Guinea Pig

From Cohen Courses
Jump to navigationJump to search

Quick Start

TODO:

  • tutorial.tgz download and links

What you should know before you start

Guinea Pig is similar to Pig, but intended to be easier to learn and debug. It's probably a good idea to be somewhat familiar with Pig before you start this tutorial. I also assume a reading knowledge of Python.

Running wordcount.py

Set up a directory that contains the file guineapig.py, a sample document corpus.txt, and a second script called wordcount.py which contains this code:

# always start like this
from guineapig import *
import sys

# supporting routines can go here
def tokens(line):
    for tok in line.split():
        yield tok.lower()

#always subclass Planner
class WordCount(Planner):

    wc = ReadLines('corpus.txt') | FlattenBy(by=tokens) | Group(by=lambda x:x, reducingWith=ReduceToCount())

# always end like this
if __name__ == "__main__":
    WordCount().main(sys.argv)

Then type the command:

% python tutorial/wordcount.py --store wc

After a couple of seconds it will return, and you can see the wordcounts with

% head wc.gp

Understanding the wordcount example

A longer example

In the example above, wc is a GuineaPig view. The tutorial directory also has a less concise but easier-to-explain wordcount file, longer-wordcount.py, with this view definition:

class WordCount(Planner):
    lines = ReadLines('corpus.txt')
    words = Flatten(lines,by=tokens)
    wordCount = Group(words, by=lambda x:x, reducingTo=ReduceToCount())
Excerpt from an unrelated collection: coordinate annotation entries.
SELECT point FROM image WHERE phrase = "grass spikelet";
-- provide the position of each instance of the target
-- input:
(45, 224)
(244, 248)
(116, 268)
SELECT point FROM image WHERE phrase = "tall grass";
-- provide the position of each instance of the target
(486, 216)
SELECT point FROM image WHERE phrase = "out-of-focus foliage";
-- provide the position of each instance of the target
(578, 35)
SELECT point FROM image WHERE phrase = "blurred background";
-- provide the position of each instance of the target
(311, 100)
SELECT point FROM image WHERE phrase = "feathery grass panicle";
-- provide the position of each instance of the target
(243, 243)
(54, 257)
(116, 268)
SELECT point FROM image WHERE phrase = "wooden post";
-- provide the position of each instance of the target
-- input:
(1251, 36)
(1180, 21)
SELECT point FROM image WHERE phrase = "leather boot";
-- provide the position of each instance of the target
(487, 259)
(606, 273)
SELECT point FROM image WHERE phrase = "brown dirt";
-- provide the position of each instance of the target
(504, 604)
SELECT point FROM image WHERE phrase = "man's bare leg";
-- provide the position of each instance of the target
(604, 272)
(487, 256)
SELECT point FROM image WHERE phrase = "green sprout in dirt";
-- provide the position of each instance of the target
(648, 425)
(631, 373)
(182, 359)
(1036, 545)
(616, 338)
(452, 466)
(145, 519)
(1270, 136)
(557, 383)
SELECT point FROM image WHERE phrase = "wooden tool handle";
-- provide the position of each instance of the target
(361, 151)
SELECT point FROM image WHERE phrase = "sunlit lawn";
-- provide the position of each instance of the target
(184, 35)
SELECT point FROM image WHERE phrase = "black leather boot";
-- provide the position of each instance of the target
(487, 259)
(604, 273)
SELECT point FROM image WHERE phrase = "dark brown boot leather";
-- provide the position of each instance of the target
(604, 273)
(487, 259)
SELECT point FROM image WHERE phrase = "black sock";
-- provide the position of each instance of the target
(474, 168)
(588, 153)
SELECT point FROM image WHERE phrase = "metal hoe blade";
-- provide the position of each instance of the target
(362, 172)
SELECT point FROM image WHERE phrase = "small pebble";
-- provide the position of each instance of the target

Functions instead of fields

The Group view is actually quite flexible: the "by" clause is a lambda that extracts an arbitrary value that defines the groups, and in the absence of a "reducingTo" clause, the result of grouping is a tuple (key,[row1,...,rowN]) where the rowi's are the rows that have the indicated "key" (as extracted by the "by" clause). The "reduceTo" argument is an optimization, which you can define with an instance of the ReduceTo class. For instance, instead of using the ReduceToCount() subclass, you could have used

ReduceTo(int,by=lambda accum,val:accum+1)

where the first argument is the type of the output (and defines the initial value of the accumulator, which here will be int(), or zero) and the second is the function that is used to reduce values pairwise.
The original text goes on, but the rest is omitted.